L'Europa è immersa in una stasi politica
Lo storico americano Andrew Michta sulla crisi esistenziale del Vecchio continente e della Unione europea
"Lo stato sempre più travagliato della politica europea oggi suggerisce che il continente si trova di fronte a un problema le cui radici sono più profonde delle discussioni sulla politica”, scrive lo storico americano Andrew Michta. “Oggi, le élite politiche degli stati più ricchi d’Europa sembrano abitare in una realtà alternativa a quella dei loro elettori, quella in cui il crescente rifiuto pubblico del globalismo non è che un singhiozzo, e il progetto europeo nella sua forma attuale è ancora realizzabile. Tutti sperano che alla fine le cose funzioneranno in qualche modo. Le società europee hanno fatto sapere a voce sempre più alta ai loro leader che lo stato nazione non è qualcosa che vogliono venga smantellato, ma piuttosto qualcosa che vogliono preservare. Le culture nazionali sono eredità preziose che dovrebbero essere apprezzate e trasmesse alla generazione successiva. Questo modo di pensare non rende l’italiano medio, il tedesco, lo svedese o l’ungherese uno xenofobo; piuttosto, rappresenta un senso intuitivo, comunità dopo comunità, che una società ordinata e sicura richiede per prosperare qualcosa di più rispetto alla disponibilità di beni prodotti a basso costo e a istituzioni burocratiche efficienti".

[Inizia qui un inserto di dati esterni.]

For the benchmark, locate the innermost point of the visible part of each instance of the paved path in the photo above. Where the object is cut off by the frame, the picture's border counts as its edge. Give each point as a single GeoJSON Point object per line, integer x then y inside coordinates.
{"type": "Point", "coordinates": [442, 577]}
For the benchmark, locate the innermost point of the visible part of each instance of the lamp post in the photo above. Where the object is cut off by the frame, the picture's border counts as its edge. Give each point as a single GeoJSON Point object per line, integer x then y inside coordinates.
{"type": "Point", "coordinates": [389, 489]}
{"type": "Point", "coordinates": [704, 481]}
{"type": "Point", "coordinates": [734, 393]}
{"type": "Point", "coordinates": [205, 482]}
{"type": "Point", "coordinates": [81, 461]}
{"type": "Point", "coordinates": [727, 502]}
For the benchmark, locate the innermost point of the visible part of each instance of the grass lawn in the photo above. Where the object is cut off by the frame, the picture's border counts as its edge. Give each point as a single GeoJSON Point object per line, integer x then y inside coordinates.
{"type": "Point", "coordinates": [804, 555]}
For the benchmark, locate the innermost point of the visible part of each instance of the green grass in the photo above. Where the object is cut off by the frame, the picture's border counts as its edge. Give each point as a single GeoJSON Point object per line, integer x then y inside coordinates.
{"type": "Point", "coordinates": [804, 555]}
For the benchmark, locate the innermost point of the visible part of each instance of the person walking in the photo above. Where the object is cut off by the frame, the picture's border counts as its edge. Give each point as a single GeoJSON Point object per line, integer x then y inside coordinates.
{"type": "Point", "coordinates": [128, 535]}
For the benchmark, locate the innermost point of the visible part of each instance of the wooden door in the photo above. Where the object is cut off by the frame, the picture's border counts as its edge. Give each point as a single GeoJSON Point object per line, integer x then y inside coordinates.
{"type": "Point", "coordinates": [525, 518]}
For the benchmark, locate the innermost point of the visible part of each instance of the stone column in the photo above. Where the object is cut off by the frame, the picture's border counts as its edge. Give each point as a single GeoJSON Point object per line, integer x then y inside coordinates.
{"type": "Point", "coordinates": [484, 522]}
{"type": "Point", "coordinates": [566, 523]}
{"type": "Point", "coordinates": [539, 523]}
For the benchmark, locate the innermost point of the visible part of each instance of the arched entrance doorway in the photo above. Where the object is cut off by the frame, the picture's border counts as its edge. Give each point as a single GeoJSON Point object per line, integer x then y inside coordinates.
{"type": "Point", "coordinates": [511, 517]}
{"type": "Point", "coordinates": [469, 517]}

"Il problema", continua lo storico, "è che questo messaggio sembra non aver raggiunto le élite politiche europee, e il risultato è la stasi politica in tutto il continente. Nonostante la sua grande ricchezza, la Germania fatica a guidare mentre si lancia in scatti di politica reattiva. Il potere della Francia è troppo limitato rispetto a Macron per riorientare il colosso che un tempo era l’Unione europea in una direzione che non sia strategicamente irrilevante. L’Italia lotta per controllare l’immigrazione e per tenere la testa fuori dall’acqua quando si tratta dell’economia. Nel frattempo, i giocatori più piccoli, come Austria, Paesi Bassi, Ungheria, Repubblica Ceca, Slovacchia e Polonia, hanno iniziato a tracciare il proprio percorso, anche se rimangono frammentati. Il problema urgente di acculturare gli immigrati e di invertire la balcanizzazione interna degli stati europei continua a rappresentare una sfida politica fondamentale in tutto il continente.
"Il futuro dell’Europa dipende innanzitutto da ciò che accadrà in Germania nei prossimi due anni. La forza economica e finanziaria della Germania avrà un ruolo sempre più importante nel continente, tanto più dopo che il Regno Unito, la seconda più grande economia europea, avrà lasciato l’Unione. La seconda variabile chiave che darà forma al futuro dell’Europa sarà il modo in cui le relazioni tra Stati Uniti e Germania evolveranno in futuro. Il tenore di questo rapporto è stato sempre più controverso. Oggi più tedeschi vogliono che i militari statunitensi lascino il loro paese piuttosto che restare. Il dilemma dell’Europa non è solo interno e la pressione continua a svilupparsi attorno ad esso. Il medio oriente rimane un calderone e l’ondata migratoria non si fermerà presto e, a meno che l’Unione europea non sviluppi finalmente la volontà di proteggere i confini esterni e fermare l’afflusso di immigrati, la grande idea di viaggiare senza visti e un’Europa senza confini sarà presto storia. Oggi l’Europa è diretta verso un punto di svolta che definirà questioni fondamentali come la libertà individuale, il significato della nazionalità e, in definitiva, forse anche la pace e la guerra”.